When you take your child to a zoo or a marine park, you have to engage in a sort of willful ignorance. The “sad kid at the zoo” photo that made the Reddit rounds a few months ago pictures a kid dressed as a monkey, clinging to the closed park’s gates. Most kids love the zoo, but many of their parents are ambivalent, staring at the bars inside the attraction with some measure of guilty gloom. There’s something to be said for the educational and scientific-research benefits of viewing animals up close, but the older you get, the more you focus on the disheartening details of an animal’s life in captivity. There was Augustus Bear (otherwise known as Gus), the polar bear at the Central Park Zoo who exhibited signs of depression before being euthanized because of an inoperable tumor last August, and Billy, an elephant at the L.A. Zoo, whose head-bobbing led to a lawsuit in 2012 between animal welfare activists (who argued that this behavior was a sign of sexual frustration and distress) and zoo officials (who countered that Billy and his fellow pachyderms were content).
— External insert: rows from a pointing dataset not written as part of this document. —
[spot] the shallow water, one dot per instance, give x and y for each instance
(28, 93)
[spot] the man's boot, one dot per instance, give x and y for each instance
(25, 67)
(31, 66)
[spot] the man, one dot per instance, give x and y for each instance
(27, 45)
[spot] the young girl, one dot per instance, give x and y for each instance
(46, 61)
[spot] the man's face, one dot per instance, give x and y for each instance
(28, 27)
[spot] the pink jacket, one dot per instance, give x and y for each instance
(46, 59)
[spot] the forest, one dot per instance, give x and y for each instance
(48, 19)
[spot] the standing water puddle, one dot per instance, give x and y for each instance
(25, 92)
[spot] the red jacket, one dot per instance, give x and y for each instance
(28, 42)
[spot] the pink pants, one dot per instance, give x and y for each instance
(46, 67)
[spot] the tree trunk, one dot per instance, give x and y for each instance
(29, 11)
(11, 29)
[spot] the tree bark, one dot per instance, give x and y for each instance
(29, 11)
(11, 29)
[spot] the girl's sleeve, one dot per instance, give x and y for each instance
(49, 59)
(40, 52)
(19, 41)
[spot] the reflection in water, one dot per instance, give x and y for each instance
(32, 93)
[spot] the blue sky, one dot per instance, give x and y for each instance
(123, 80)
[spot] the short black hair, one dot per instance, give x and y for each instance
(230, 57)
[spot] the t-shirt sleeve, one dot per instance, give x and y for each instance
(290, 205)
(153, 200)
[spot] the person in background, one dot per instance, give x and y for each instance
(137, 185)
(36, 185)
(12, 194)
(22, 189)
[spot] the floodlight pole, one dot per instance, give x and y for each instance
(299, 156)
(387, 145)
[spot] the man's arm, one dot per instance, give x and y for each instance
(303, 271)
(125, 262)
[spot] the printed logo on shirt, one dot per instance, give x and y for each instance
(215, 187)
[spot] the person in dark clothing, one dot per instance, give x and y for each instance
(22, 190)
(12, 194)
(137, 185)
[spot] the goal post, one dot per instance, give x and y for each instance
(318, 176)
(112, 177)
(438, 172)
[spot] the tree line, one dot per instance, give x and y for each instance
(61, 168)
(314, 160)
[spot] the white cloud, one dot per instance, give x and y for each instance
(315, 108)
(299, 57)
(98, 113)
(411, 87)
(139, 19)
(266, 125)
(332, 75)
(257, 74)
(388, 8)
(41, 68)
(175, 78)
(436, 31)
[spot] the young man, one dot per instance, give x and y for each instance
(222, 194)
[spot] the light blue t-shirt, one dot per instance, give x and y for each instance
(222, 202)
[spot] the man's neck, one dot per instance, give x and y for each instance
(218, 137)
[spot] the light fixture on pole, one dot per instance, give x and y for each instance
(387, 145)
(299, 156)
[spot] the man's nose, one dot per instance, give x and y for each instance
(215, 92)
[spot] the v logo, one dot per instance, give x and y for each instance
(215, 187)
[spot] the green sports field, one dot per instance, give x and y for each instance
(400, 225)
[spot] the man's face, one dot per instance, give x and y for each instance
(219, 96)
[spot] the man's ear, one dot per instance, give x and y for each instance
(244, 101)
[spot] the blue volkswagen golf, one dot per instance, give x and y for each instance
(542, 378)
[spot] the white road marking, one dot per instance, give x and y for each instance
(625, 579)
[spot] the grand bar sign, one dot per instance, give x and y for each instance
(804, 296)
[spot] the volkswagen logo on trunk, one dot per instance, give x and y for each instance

Despite the lengths that zoos go to in order to improve the quality of life for their captives — Gus was given a $25,000 treatment from an animal behaviorist — there are some things offered by life in the wild that can’t be replicated by a park. A cage is still a cage.

That’s why SeaWorld’s yearlong defense of its marine theme parks after the release of Blackfish, the Oscar-short-listed documentary that premiered at Sundance last January, hasn’t insulated it against protests from the public (even elementary school children) or musicians (including Willie Nelson, Heart, and the Barenaked Ladies) who canceled plans to perform at the park’s Bands, Brew & BBQ event in February.

The documentary focuses on the story of Tilikum, an orca who attacked and killed his trainer, Dawn Brancheau, in 2010. The whale was also responsible for two other deaths, and the documentary convincingly suggests that his aggression was a direct response to the circumstances of his confinement. (A side note: According to Tommy Lee, Tilikum also suffered some X-rated indignities.) Blackfish earned stellar ratings when it aired on CNN in October, and as the public outcry against SeaWorld grew louder, the park responded with an open letter refuting some of the film’s most damning claims and stating that “[our guests] leave with a greater appreciation for the importance of the sea, educated about the animals that live there and inspired to make a difference.” It’s hard to doubt that SeaWorld believes it’s doing the right thing, but it’s far more difficult to argue with the testimonials of the researchers and former trainers interviewed in the documentary. It’s an evenhanded movie, and it does not put you in the mood to “Rock the night away with Shamu®.” As National Geographic reported, “almost all students of orca believe that they are deranged by captivity, some more than others.”

The trouble facing SeaWorld is that the only solution to the Blackfish backlash is releasing their orcas back into the wild, essentially conceding the park’s passionately held mission statement. SeaWorld called the growing number of petitions on sites like Change.org “digital harassment,” and when the Orlando Business Journal posted a poll on December 31 asking if the documentary had deterred potential visitors from visiting SeaWorld, the SeaWorld Parks & Entertainment’s IP address accounted for more than half of the votes. The results of the poll originally indicated that 99 percent of respondents would still make a trip to the park, though as I type, the number has slid to 81 percent. A SeaWorld spokesperson responded: “If a poll goes up regarding SeaWorld, our team members have as much a right to vote as anyone else, and vote they did. We don’t have a ‘bot’ — each of those votes that came from SeaWorld were cast by a team member who is passionate about who we are and what we do.”

Blackfish is reminiscent of 2011’s Project Nim, which was also short-listed for an Oscar. The story of Nim Chimpsky — a chimpanzee who was the center of a psychology experiment in the ’70s that involved him being raised, briefly, as a human child to test his communication abilities — was heartbreaking, despite the fact that many of Nim’s caretakers had the best of intentions (they loved him, and gave him the marijuana he requested). What SeaWorld is fighting against in the court of public opinion is a truth we all feel when we see an intelligent animal in an enclosure: Something about the situation isn’t right, and no matter how hard we try to make sure the water is cold and filtered and the trainers remain dedicated, we’ve failed to act humanely — no matter how passionately we try.